Some 300 people began to march peacefully through the promenade Paseo del Prado without any police intervention amid euphoric participants who said that what was happening was historic.
The activists marching chanted slogans like “Yes we can,” “For Cuba and for our rights the greatest,” “Diverse Cuba,” “No to fear” and even the catchy chorus of the Jennifer Lopez song “El anillo pa cuando? (Where’s my ring?) in a reference to the postponed approval of same-sex marriage rights on the island.
But the joy only lasted until the march reached the end of the promenade, where police officers blocked demonstrators from continuing towards the Malecon.

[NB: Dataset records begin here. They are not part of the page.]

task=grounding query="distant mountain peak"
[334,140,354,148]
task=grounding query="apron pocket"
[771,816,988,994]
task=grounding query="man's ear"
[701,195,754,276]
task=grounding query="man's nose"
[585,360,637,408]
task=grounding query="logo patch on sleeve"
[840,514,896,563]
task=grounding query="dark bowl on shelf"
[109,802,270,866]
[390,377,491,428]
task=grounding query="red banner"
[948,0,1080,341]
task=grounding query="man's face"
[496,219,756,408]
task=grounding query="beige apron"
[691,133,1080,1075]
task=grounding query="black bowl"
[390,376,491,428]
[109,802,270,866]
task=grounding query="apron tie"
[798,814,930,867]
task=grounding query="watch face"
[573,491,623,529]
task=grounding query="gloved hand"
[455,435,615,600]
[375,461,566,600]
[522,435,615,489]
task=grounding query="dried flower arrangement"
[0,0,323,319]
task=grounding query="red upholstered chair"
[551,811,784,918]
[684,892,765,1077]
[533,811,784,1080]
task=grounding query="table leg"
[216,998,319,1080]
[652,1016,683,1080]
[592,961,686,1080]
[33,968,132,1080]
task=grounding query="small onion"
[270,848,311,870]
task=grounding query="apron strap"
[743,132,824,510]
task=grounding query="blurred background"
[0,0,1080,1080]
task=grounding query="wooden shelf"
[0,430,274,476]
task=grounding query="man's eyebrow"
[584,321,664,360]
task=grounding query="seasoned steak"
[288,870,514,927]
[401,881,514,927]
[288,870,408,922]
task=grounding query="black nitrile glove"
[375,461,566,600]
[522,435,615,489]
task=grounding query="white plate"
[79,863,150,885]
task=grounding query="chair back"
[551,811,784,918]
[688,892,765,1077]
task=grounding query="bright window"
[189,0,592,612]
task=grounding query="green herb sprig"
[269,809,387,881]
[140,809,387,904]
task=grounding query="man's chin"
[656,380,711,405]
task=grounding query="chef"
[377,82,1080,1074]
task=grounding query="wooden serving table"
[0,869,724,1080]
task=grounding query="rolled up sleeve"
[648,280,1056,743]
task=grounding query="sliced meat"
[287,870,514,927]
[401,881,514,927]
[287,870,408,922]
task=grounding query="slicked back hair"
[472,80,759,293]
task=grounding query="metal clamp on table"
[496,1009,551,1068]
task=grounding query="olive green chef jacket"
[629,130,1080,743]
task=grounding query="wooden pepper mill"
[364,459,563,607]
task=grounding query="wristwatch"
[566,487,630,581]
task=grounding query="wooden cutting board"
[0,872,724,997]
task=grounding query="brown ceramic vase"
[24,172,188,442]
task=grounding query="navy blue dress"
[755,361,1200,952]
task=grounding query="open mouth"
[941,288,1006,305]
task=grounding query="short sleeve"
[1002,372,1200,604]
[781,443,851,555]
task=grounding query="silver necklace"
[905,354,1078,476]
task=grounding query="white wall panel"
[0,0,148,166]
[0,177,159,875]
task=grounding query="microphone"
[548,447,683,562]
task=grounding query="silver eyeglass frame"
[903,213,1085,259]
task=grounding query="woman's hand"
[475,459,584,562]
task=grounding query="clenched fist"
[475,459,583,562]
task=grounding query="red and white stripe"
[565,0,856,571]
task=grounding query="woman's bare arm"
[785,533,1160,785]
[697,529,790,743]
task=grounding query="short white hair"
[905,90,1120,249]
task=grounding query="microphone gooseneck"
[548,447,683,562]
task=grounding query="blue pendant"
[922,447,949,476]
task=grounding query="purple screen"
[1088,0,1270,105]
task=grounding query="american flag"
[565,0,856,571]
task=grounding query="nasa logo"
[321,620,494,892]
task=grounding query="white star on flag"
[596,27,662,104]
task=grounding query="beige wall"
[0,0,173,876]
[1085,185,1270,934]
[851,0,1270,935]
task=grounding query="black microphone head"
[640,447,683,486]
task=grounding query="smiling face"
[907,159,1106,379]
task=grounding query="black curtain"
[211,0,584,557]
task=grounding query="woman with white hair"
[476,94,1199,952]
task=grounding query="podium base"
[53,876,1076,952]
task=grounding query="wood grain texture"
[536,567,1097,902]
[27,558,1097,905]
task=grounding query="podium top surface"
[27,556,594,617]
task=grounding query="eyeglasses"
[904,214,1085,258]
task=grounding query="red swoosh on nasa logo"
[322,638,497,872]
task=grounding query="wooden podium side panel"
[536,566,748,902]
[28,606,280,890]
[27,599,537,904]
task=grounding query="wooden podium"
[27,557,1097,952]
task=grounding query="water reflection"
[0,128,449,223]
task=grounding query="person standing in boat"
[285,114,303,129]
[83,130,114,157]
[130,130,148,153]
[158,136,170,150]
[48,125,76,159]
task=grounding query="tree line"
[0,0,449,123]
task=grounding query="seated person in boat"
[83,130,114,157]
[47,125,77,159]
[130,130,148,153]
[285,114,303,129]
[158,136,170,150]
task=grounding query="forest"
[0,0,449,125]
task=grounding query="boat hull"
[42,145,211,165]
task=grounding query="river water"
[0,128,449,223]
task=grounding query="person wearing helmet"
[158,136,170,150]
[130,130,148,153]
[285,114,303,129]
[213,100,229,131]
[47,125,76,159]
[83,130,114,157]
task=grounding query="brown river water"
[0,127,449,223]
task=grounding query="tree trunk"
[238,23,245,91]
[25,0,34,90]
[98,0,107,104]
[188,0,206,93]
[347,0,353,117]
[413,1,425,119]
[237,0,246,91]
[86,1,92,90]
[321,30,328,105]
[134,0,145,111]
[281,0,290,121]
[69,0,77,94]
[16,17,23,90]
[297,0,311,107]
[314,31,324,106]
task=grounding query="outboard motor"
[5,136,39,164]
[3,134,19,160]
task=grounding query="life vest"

Clashes then broke out, with authorities urging the crowd to disperse from the unauthorized march. Several activists responded that they did not need permission to exercise their right to walk through the capital city.
Ignoring police warnings, the protesters continued towards the Malecon, purportedly to attend a party initially scheduled as part of the official agenda of the LGTBI rights events for the day organized by the CENESEX.
A bus-load of police and plainclothes officers arrived at the scene to break up the crowd amid angry protests.
While some protesters began leaving, several remained to stage a sit-in and kiss their partners in the middle of the Paseo del Prado in a show of defiance.
The conga that the CENESEX canceled would have been the first to be held since the approval in April of the new Cuban Constitution, which initially was expected to include an amendment that would pave the way for gay marriage on the island, but which was not ultimately included in the text.
The issue had caused huge controversy and provoked a major campaign against it by the Evangelical and Catholic churches.
The LGTBI movement has been gaining traction over the last decade in Cuba, where, in the early years following the triumph of the Revolution in 1959, homosexuals were persecuted and sent to labor camps called Military Units to Aid Production, in what is considered to be one of the darkest chapters in the island’s modern history.